5. Consequent upon the vesting of the Indian undertakings on 1st January 1978 of the eight Sterling Company’s under the scheme of amalgamation, the title in respect of certain tea estates acquired under such scheme, are to be transferred in the name of the Company. The Company has been legally advised that the notification issued by the Government of West Bengal in 1994 for payment of salami does not apply to the Company.

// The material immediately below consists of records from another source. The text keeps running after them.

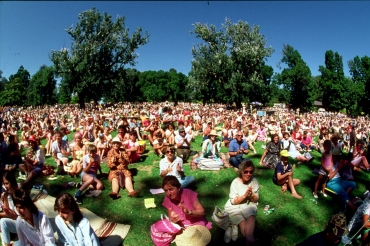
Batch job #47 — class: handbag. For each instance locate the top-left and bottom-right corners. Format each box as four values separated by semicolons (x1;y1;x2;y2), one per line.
150;214;182;246
212;206;232;230
117;171;125;189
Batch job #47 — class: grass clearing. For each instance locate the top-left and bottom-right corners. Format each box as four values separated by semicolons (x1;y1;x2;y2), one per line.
15;132;369;246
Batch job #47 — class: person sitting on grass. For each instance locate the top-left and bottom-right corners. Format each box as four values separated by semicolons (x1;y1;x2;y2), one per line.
281;132;313;164
351;139;370;172
229;131;248;168
153;132;168;158
123;130;140;163
19;135;45;187
51;130;71;166
0;171;19;246
301;131;316;151
107;137;140;200
224;160;260;245
272;150;302;199
12;189;56;246
313;140;334;199
54;193;100;246
75;145;104;204
159;146;194;187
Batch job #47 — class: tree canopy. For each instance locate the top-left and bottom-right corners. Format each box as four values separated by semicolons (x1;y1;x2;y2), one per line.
50;8;149;107
189;19;274;107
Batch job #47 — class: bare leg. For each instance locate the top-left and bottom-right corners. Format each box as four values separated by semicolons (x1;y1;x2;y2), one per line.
239;215;256;245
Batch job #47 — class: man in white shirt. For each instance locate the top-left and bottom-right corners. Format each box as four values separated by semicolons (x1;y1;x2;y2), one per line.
175;126;191;162
159;147;194;187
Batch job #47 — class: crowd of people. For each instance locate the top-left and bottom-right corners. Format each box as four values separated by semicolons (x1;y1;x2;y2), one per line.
0;102;370;245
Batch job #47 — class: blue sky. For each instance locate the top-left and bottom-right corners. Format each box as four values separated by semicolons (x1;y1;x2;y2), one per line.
0;1;370;78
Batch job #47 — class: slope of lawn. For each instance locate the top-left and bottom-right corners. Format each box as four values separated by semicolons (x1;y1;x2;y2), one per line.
16;132;369;246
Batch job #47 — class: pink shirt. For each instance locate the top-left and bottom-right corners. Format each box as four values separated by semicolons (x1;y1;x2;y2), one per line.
162;188;212;229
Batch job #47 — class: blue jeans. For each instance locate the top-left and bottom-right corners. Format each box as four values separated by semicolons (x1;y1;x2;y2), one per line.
326;178;356;205
177;176;194;188
229;155;249;168
0;218;20;246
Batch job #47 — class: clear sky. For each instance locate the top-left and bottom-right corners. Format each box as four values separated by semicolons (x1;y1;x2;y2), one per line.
0;1;370;78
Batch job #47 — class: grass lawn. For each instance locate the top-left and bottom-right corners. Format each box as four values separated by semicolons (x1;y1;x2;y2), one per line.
18;132;369;246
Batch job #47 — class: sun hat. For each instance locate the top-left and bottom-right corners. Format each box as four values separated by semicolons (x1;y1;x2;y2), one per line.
112;137;122;144
28;135;37;143
280;149;290;157
327;214;348;237
331;148;342;155
175;225;211;246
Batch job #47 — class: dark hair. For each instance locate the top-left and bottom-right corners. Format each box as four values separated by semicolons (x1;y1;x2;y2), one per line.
12;189;39;214
54;193;83;223
1;171;18;190
162;175;181;189
238;160;254;178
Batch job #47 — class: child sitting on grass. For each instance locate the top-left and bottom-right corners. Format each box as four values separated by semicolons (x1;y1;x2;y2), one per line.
313;139;333;199
75;145;104;204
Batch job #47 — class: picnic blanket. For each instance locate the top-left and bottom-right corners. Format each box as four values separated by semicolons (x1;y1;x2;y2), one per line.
35;195;130;246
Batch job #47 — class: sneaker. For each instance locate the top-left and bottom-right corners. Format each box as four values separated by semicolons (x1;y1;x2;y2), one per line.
85;190;101;197
75;195;82;205
320;191;328;197
76;182;82;189
312;192;319;199
231;225;238;242
224;226;231;243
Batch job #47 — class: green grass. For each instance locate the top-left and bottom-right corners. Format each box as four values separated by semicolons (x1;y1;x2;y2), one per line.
18;133;369;246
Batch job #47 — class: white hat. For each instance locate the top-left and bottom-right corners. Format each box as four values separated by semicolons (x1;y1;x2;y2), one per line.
112;137;122;144
175;225;211;246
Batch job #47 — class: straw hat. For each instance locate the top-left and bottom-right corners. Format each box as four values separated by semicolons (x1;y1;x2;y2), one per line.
175;225;211;246
112;137;122;144
208;130;217;136
280;149;290;157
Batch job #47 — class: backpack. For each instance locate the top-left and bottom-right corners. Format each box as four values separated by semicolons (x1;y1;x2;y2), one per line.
150;214;182;246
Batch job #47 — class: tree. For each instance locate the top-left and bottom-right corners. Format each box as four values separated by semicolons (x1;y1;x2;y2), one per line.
348;56;370;115
189;19;273;107
0;66;30;106
27;65;57;106
319;50;351;111
281;45;314;111
50;8;149;107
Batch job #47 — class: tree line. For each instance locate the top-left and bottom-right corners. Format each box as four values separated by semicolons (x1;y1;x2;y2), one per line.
0;8;370;115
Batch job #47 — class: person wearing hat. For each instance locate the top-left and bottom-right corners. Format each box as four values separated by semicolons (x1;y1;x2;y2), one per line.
326;148;357;210
297;214;348;246
272;150;302;199
51;130;71;166
19;135;45;188
175;126;191;163
159;145;194;187
107;137;140;200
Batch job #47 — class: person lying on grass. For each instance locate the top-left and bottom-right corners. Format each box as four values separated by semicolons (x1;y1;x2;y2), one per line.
54;193;100;246
107;137;140;200
273;150;302;199
75;145;104;204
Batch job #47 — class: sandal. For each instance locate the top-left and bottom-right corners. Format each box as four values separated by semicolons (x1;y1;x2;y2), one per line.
281;183;288;193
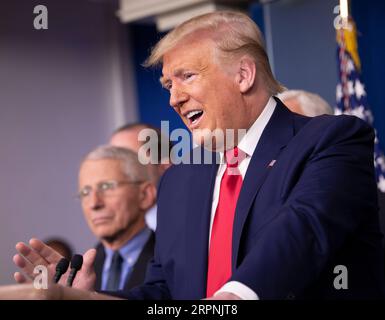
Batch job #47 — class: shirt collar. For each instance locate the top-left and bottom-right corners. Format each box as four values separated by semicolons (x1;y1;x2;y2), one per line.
104;227;151;268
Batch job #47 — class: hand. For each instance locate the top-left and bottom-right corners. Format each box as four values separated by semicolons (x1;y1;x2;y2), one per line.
205;292;241;300
13;239;96;290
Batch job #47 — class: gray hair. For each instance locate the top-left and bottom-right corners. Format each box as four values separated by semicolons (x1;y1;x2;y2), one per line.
82;145;150;181
277;90;334;117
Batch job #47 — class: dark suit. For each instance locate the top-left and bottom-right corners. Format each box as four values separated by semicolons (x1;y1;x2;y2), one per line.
126;99;385;299
94;232;155;291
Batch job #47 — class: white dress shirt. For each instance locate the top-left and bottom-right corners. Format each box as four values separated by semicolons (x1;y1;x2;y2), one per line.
209;97;277;300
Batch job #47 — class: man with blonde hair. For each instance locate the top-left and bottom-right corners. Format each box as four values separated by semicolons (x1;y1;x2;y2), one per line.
9;12;385;299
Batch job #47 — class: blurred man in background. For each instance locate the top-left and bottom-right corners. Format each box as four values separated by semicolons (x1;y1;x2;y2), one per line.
14;146;156;291
110;122;172;231
277;90;333;117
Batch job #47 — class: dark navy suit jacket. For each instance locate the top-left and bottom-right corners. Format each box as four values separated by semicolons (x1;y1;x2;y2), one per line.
126;99;384;299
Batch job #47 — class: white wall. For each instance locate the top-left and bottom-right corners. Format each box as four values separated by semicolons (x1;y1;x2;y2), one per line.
0;0;136;284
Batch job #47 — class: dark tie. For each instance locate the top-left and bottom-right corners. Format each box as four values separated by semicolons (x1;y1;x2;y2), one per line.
106;251;123;291
206;147;246;297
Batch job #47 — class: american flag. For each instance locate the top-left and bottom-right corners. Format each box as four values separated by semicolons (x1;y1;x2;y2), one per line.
335;21;385;192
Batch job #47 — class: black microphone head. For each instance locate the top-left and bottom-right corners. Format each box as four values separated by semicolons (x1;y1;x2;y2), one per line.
71;254;83;270
56;258;70;274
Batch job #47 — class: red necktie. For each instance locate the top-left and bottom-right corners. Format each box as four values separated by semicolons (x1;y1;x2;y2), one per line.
206;147;246;297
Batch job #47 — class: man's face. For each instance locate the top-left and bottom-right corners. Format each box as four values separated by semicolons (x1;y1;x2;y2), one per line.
110;127;163;185
79;159;144;239
161;39;244;149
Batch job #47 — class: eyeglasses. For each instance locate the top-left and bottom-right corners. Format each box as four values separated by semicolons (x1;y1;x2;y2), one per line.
76;180;143;201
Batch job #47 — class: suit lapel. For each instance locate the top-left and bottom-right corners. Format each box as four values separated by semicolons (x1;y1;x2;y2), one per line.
186;151;218;299
232;100;293;271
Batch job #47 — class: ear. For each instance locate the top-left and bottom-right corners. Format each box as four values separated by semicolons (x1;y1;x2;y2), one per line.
237;56;256;93
139;182;156;211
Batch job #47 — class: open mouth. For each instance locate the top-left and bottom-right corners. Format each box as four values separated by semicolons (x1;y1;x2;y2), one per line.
186;110;203;125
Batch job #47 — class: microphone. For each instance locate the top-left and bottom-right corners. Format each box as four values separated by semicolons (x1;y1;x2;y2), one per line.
53;258;70;283
67;254;83;287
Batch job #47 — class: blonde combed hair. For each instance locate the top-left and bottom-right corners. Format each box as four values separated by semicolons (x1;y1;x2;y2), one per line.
144;11;283;95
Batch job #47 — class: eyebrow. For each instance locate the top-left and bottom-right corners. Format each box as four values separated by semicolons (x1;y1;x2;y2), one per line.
159;68;187;87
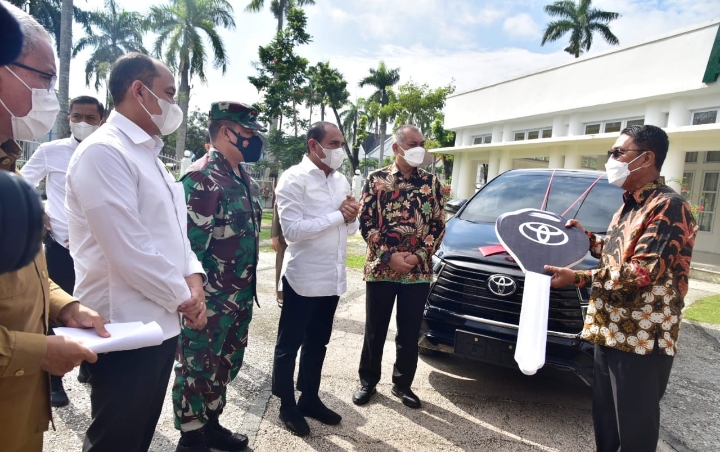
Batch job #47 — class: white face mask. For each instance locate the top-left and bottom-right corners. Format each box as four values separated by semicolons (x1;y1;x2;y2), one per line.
70;121;100;141
605;154;642;187
398;144;425;167
138;85;183;135
0;66;60;140
318;143;345;170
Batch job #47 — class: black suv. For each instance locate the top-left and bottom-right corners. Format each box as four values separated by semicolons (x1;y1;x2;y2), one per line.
419;169;622;384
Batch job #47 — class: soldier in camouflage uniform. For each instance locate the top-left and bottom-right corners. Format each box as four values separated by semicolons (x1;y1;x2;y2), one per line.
173;102;265;452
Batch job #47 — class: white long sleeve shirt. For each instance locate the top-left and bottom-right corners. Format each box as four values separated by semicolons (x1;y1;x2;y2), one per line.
65;111;204;339
276;156;360;297
20;136;78;248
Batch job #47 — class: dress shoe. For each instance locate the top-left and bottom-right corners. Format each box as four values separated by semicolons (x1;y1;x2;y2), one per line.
50;375;70;407
175;427;211;452
353;386;377;405
280;406;310;436
203;414;248;452
390;385;420;408
298;396;342;425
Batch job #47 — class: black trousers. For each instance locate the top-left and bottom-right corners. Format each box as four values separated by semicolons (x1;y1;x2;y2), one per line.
272;278;340;404
592;343;673;452
83;336;178;452
359;281;430;388
45;235;75;295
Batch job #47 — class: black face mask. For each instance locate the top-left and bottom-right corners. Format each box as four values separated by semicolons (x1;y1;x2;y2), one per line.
228;129;263;163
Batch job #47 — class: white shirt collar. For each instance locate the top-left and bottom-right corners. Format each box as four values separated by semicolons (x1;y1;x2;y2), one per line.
105;110;165;156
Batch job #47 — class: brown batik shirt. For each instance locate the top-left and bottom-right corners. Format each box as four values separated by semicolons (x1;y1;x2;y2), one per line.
575;177;697;356
360;163;445;283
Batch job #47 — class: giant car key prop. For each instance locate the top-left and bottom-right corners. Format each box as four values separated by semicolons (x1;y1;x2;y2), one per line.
495;209;588;375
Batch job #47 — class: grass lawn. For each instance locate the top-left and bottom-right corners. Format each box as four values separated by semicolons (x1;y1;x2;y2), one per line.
685;295;720;325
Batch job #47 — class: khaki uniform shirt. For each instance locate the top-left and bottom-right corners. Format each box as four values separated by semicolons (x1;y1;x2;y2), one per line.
0;141;76;452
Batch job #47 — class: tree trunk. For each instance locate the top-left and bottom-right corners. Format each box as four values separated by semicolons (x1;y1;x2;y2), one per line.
330;107;358;170
378;119;387;168
55;0;73;138
175;58;190;164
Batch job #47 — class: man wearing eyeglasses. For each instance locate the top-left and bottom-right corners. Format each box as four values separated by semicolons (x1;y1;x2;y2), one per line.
0;2;108;452
545;125;697;452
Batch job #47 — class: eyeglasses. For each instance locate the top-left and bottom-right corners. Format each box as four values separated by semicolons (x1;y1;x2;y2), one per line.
608;149;647;160
10;62;57;91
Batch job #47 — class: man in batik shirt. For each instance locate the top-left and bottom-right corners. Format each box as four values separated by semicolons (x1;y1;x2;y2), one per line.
353;125;445;408
173;102;265;452
545;125;697;452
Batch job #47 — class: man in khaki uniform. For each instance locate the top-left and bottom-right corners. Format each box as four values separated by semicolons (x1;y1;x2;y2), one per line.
0;2;108;452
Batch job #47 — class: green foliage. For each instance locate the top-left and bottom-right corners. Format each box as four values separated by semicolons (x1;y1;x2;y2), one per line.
540;0;620;58
685;295;720;324
164;109;209;158
248;8;311;136
389;80;455;134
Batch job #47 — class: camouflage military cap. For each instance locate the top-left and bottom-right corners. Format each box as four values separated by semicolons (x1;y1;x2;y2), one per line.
210;102;267;132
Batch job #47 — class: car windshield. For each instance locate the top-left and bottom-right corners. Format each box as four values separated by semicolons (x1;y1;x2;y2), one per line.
459;171;622;234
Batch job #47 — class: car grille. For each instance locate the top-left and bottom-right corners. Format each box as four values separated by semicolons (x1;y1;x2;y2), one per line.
428;261;583;334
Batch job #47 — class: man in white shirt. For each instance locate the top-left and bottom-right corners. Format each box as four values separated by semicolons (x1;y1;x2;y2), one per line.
21;96;105;407
65;53;207;452
272;122;360;436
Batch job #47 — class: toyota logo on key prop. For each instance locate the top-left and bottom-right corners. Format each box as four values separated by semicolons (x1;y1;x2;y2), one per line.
495;209;589;274
487;274;517;297
519;221;568;246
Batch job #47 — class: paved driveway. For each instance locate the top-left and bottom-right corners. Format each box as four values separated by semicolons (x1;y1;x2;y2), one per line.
45;253;720;452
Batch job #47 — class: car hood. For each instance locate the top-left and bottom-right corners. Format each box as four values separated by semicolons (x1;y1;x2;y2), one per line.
437;217;598;270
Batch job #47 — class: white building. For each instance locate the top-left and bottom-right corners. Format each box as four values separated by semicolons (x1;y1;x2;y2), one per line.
433;20;720;253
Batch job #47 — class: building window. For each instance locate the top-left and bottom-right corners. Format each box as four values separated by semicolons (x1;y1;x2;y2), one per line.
693;110;717;126
515;127;552;141
473;134;492;144
585;124;602;135
585;118;645;135
697;171;720;232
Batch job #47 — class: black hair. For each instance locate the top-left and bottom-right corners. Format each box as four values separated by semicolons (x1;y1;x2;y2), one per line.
620;124;670;171
68;96;105;118
305;121;337;152
108;52;160;105
205;119;237;143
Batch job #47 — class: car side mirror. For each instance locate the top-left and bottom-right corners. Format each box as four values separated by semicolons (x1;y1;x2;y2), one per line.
445;199;467;214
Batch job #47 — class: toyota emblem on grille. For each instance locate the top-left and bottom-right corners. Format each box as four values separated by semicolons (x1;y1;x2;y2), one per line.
487;275;517;297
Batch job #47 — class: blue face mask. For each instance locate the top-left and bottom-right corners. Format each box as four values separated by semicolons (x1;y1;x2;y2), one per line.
228;129;263;163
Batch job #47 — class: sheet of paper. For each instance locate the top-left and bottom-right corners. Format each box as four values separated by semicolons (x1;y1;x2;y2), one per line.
53;322;163;353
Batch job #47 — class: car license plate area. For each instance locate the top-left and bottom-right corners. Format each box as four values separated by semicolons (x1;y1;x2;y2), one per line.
454;330;515;365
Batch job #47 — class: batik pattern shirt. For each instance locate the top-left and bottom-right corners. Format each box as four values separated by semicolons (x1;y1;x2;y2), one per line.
182;149;262;310
360;163;445;283
575;177;697;356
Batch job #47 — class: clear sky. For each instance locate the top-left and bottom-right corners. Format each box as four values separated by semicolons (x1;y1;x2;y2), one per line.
70;0;720;116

6 Provision for taxation has been made as per the Income Tax Act, 1961 and the rules framed there under with reference to the profit for the 15 months period ded 31st March, 2016 which extends over two assessment years, Assessment Year 2015-2016 and Assessment Year 2016-2017. The ultimate tax liability for the Assessment Year 20162017 will be determined on the total income for the period from 1st April, 2015 to 31st March, 2016.

7 Earning Per Equity Share (Basic and Diluted)

The calculation of earnings per share is based on the Profit after taxation of Rs. -128,900,610 (2014 - Rs.222,386,927) and Equity Shares outstanding (Nominal value Rs. 10/- each) during the period aggregating to 21,600,000 (2014 -21,600,000).

8 To align with the provisions of Section 2 (41) of Companies Act, 2013, the company has decided to prepare Financial Statements for a period of 15 months commencing from 1st January 2015. Therefore, the results of previous year are not comparable with that of the current period.

9 Depreciation on assets till 31st December, 2014 was provided on written down value method. With Effect from 1st January, 2015, the Company has changed the method of depreciation to Straight Line Method to align with the industry practice and the net surplus arising due to retrospective computation aggregates to Rs.419,772,448. Consequent to the change in estimated useful life as per the provisions of Schedule II to the Companies Act 2013, the charge on account of change in estimates aggregates to Rs.49,392,906 These items have been accounted and disclosed under exceptional items. As a result of the change in method of depreciation, the charge for the fifteen months period ended 31st March 2016 was lower by Rs.39,803,010 and the charge on account of change in accounting estimates was higher by Rs.66,221,739. The impact of such change on the future profits of the Company is not ascertainable at this stage.

10 Stock of teas as on 31st March 2016 has been valued at lower of the cost of production (based upon expenditure for the 12 months period ending 31st March 2016) and the net realizable value. Production of tea not being uniform throughout the year, stock valuation would be unrealistic if it is based on actual expenditure incurred during 15 months period ended 31st March 2016.

11. The Company has reclassified previous year’s figure to conform to this period classification along with other regrouping/rearrangement wherever considered necessary.